Gregg’s previous career as an emergency medicine physician informs his work on compliance with and responses to government inquiries into state licensing investigations, Medicare certification, facility accreditation, EMTALA, HIPAA, and other healthcare privacy and security laws. He advises on medical staff and governing body bylaws and represents hospitals and physicians in peer review hearings, bioethics matters, medical records and consent issues, and hospital-physician relationships and transactions.
Gregg graduated with Order of the Coif distinction from the University of Pennsylvania Law School, having served as Editor and Senior Editor on the University of Pennsylvania Law Review, the nation’s oldest and among its most distinguished and influential law journals. The Penn Law Review published Gregg’s student law review article, and he has been published in various healthcare periodicals and journals. He has lectured on many healthcare topics for hospitals, medical staffs, law firms, healthcare professional schools, and medical specialty board review courses. He was an associate at Foley & Lardner and Latham & Watkins and an equity partner at Nossaman, LLP.
While continuing to practice law, Gregg began his academic career when he joined the faculty of UC Law San Francisco (formerly UC Hastings College of the Law) as Associate Director for the school’s Master of Science in Health Policy and Law program and Lecturer in Law in the JD program. He is currently an adjunct professor, teaching in the school’s Master of Studies in Law program.

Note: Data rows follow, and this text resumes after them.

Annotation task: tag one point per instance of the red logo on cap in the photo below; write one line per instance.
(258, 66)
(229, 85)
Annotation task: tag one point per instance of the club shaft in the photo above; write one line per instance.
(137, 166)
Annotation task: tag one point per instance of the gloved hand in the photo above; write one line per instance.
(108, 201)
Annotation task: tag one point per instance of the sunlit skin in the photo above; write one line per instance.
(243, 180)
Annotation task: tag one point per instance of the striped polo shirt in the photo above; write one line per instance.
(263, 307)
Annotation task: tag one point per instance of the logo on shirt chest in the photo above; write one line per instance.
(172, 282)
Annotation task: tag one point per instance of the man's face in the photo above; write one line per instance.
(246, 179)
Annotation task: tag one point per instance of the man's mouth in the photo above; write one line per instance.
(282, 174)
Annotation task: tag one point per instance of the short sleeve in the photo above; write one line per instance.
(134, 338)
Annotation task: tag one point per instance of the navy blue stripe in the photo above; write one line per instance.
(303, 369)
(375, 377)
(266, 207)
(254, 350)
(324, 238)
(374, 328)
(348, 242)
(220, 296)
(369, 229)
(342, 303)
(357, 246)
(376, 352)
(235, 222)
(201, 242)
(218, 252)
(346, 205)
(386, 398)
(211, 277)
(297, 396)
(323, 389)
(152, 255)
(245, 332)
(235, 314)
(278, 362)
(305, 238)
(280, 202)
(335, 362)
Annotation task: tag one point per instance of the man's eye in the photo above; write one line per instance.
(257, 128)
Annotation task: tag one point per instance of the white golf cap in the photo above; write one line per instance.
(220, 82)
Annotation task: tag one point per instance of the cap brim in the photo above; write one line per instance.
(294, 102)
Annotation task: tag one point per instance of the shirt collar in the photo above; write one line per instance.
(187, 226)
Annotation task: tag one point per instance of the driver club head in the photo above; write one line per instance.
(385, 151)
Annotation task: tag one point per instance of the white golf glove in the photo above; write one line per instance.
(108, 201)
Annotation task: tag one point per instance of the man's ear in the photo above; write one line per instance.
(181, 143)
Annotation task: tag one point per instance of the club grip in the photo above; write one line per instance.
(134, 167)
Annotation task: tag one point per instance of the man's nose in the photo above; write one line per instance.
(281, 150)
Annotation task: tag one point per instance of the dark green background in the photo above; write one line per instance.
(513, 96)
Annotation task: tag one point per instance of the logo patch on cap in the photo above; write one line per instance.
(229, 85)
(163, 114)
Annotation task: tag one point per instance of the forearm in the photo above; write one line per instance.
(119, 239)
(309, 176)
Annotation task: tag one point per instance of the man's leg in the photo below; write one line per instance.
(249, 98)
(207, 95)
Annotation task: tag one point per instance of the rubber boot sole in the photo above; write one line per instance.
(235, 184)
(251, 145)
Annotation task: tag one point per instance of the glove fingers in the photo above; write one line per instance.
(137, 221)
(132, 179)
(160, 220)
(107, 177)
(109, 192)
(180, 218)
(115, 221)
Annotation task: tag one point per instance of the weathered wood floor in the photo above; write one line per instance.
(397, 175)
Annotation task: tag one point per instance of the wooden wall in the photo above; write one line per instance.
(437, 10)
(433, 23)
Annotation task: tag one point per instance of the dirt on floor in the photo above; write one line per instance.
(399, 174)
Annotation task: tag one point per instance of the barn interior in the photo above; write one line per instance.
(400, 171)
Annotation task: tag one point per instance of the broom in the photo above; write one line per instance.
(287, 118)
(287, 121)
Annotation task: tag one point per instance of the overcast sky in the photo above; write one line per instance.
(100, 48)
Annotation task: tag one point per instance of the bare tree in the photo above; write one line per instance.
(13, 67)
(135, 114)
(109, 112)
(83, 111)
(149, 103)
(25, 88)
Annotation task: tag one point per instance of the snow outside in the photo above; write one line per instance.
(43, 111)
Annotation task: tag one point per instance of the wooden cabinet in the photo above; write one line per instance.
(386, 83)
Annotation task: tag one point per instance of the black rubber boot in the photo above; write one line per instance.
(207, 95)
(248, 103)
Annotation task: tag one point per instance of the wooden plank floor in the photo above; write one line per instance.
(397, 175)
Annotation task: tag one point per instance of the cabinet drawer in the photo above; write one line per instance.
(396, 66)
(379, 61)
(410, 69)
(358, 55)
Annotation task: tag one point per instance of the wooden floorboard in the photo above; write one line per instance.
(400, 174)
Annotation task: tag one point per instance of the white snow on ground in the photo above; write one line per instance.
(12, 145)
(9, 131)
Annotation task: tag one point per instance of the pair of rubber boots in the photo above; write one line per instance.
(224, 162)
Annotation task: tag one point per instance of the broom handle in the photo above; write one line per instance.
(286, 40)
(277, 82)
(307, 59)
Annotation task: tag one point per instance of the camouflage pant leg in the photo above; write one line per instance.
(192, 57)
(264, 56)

Gregg received his BA in Anthropology with Phi Beta Kappa distinction from Emory University and his MD from the Georgetown University School of Medicine. He has served on the boards of directors of the California Society for Healthcare Attorneys, Project Open Hand, and the Gay and Lesbian Medical Association, and he has been inducted as a Fellow into the American College of Legal Medicine.
Gregg enjoys sailing, hiking, model aviation, playing the tenor saxophone, and spending time with his partner and their dogs on the beach.